On August 16, 2019, Contrail entered into a term loan agreement with to borrow $13 million at the interest rate of LIBOR plus 3.75% per annum. The maturity date of the term loan is August 1, 2024.
On September 24, 2019, Air T amended the MBT revolver ("Air T Revolver") to temporarily increase the borrowing commitment from $17 million to $20 million. All other terms of the credit agreement remain unchanged. As noted in Footnote 17 - Subsequent Events, on November 8, 2019, Air T extended the maturity date of the Air T Revolver to February 28, 2020. The principal amount reverted back to $17 million. Concurrently, the Company also extended the maturity date of the AirCo MBT revolver ("AirCo Revolver") to February 28, 2020. Principal amount and terms of the AirCo Revolver remained unchanged.
The Company assumes various financial obligations and commitments in the normal course of its operations and financing activities. Financial obligations are considered to represent known future cash payments that the Company is required to make under existing contractual arrangements such as debt and lease agreements.

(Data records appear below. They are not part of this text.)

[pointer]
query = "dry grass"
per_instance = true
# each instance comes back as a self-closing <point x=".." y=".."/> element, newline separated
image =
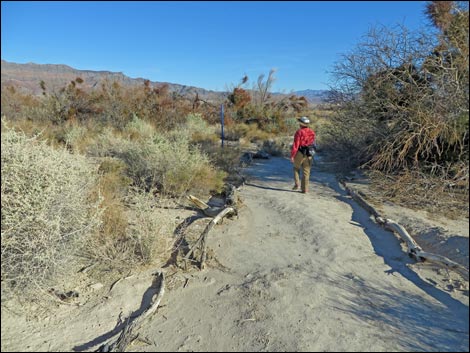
<point x="48" y="211"/>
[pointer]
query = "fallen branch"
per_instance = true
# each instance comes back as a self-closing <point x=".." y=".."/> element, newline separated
<point x="414" y="250"/>
<point x="127" y="334"/>
<point x="220" y="216"/>
<point x="218" y="213"/>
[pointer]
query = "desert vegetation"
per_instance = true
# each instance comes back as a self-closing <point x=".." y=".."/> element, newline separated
<point x="86" y="172"/>
<point x="402" y="100"/>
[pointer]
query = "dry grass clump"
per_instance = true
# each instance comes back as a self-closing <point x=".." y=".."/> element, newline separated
<point x="48" y="211"/>
<point x="419" y="190"/>
<point x="143" y="233"/>
<point x="166" y="162"/>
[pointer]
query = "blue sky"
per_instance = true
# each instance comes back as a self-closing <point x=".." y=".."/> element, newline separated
<point x="210" y="44"/>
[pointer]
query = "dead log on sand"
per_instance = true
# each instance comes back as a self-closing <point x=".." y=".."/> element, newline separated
<point x="128" y="332"/>
<point x="218" y="213"/>
<point x="414" y="250"/>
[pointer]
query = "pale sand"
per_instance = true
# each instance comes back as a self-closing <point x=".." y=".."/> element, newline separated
<point x="299" y="273"/>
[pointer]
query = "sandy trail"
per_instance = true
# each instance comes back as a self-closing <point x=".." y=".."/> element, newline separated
<point x="307" y="273"/>
<point x="299" y="273"/>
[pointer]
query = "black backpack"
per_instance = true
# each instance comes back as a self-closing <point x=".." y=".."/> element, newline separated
<point x="308" y="151"/>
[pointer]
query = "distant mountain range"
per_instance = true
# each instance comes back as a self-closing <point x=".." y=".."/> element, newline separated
<point x="27" y="78"/>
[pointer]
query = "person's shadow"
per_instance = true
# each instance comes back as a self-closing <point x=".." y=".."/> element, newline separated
<point x="145" y="303"/>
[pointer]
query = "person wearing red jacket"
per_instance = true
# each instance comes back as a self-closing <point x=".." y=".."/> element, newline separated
<point x="299" y="156"/>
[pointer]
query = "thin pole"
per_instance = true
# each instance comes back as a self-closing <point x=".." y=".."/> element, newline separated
<point x="222" y="122"/>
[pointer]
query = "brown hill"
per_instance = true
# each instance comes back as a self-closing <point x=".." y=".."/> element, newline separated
<point x="27" y="78"/>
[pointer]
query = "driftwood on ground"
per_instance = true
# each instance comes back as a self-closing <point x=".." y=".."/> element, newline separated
<point x="414" y="250"/>
<point x="128" y="333"/>
<point x="218" y="213"/>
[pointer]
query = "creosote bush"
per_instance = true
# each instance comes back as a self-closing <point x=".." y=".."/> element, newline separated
<point x="48" y="211"/>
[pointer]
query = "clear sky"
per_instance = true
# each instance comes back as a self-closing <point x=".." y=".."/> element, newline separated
<point x="207" y="44"/>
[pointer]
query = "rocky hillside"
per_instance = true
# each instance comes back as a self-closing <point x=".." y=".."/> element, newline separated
<point x="27" y="77"/>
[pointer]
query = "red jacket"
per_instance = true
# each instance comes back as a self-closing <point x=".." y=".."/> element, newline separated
<point x="303" y="137"/>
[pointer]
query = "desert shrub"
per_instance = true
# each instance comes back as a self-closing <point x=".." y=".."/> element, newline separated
<point x="138" y="129"/>
<point x="167" y="162"/>
<point x="143" y="233"/>
<point x="275" y="147"/>
<point x="48" y="211"/>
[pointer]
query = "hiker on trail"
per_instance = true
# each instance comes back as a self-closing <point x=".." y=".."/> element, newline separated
<point x="301" y="155"/>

As part of the Company’s interest rate risk management strategy, the Company, from time to time, uses derivative instruments to minimize significant unanticipated earnings fluctuations that may arise from rising variable interest rate costs associated with existing borrowings (Air T Term Note A and Term Note D). To meet these objectives, the Company entered into interest rate swaps with notional amounts consistent with the outstanding debt to provide a fixed rate of 4.56% and 5.09%, respectively, on Term Notes A and D. The swaps mature in January 2028.
As of August 1, 2018, these swap contracts were designated as cash flow hedging instruments and qualified as effective hedges in accordance with ASC 815-30. The effective portion of changes in the fair value on these instruments is recorded in other comprehensive income and is reclassified into the consolidated statement of income as interest expense in the same period in which the underlying hedge transaction affects earnings. As of September 30, 2019 and March 31, 2019, the fair value of the interest-rate swap contracts was a liability of $570,069 and $227,000, respectively, which is included within other non-current liabilities in the consolidated balance sheets. During the three months ended September 30, 2019, the Company recorded a loss of approximately $88,000, net of tax, in the consolidated statement of comprehensive income (loss) for changes in the fair value of the instruments.